С субъектами этих самых санкций тоже вышла неувязка. Прокурора посчитали заинтересованным в исходе дела и передали право ареста другому органу, незаинтересованному. Теперь арестовывает обвиняемого… суд! Тот самый суд, которому впоследствии предстоит выносить приговор! “Заинтересованный” прокурор мог только просить о назначении той или иной меры наказания. “Незаинтересованный” суд разрешает дело по существу. Перед этим он уже выскажет свою позицию при даче разрешения на прослушивание телефонных переговоров подозреваемого, выемку почтово-телеграфной корреспонденции, обыск и арест... Как при этом он умудрится сохранить незаинтересованность — уму непостижимо!» [1]

Только в первый год действия УПК 11 законов внесли в него 290 изменений и дополнений. И уже после этого в связи с многими жалобами потерпевших об ущемлении их прав в уголовном процессе в связи с изъятием из УПК права суда возвращать уголовное дело на доследование при допущенных нарушениях на предварительном следствии, Конституционный Суд принял решение о возвращении в УПК такой нормы. Исправлению пороков и недостатков принятых законов предшествуют очень дорогие и жестокие эксперименты, проводимые в массовом масштабе на российском народе.

По мнению А.В. Агутина, каждая вновь возникшая система взглядов на доказыва­ние не должна с ходу отменять все предшествующие, а должна опираться на них и предлагать лишь еще один угол зрения на исследуемый круг проблем. Современная российская теория доказывания при этом должна содержать в себе: во-первых, достижения отечествен­ной науки российского государствоведения и практику уголовного судо­производства; во-вторых, духовные и культурные ценности российской общности; в-третьих, научные достижения и опыт зарубежных государств в деле борьбы с преступностью, при этом отнюдь не только западноевро­пейских [2;4].

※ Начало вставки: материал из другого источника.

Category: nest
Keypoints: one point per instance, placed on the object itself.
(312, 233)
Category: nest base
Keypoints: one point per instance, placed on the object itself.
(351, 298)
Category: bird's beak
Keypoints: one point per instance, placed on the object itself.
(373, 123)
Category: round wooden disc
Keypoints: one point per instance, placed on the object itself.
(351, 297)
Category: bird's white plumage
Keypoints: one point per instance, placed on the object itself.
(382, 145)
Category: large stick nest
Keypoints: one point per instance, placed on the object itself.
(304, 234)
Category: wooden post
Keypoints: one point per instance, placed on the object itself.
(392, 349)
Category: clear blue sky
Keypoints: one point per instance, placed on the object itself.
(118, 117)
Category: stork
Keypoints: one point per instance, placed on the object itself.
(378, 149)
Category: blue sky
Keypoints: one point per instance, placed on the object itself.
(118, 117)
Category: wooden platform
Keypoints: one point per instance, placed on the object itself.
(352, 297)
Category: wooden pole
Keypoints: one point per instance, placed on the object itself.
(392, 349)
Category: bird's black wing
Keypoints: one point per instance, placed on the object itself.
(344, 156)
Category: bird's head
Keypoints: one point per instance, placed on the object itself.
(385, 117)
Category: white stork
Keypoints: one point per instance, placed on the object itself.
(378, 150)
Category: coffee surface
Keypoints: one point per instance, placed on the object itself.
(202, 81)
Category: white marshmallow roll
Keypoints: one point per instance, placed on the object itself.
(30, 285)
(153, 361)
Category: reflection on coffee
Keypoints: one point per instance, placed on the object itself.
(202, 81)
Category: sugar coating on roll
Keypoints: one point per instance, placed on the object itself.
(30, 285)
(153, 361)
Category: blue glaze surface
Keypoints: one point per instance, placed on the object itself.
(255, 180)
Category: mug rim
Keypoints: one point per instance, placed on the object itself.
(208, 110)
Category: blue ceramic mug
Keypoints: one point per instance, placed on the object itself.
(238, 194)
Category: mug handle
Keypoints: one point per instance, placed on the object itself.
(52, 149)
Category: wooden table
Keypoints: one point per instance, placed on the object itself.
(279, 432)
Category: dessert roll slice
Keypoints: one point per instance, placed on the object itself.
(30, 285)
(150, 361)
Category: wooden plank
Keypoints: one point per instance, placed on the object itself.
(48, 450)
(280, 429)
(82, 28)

Отрицательным моментом в сфере борьбы с преступностью следует назвать изъятие из перечня видов уголовного наказания такого вида как конфискация имущества. В настоящее время в России наблюдается рост экономической преступности, в частности коррупция, «отмывание» добытых преступным путем денежных средств, фальшивомонетничество, контрабанда. Лица, совершающие подобные преступления, всегда больше боялись не осуждения, а конфискации имущества — результата их кропотливого «труда». Это свидетельствует о том, что государство создает не право справедливости, не моральный закон, стимулирующих социально полезную деятельность граждан, а занято банальной и бездумной вестернизацией всех сфер общественной жизни.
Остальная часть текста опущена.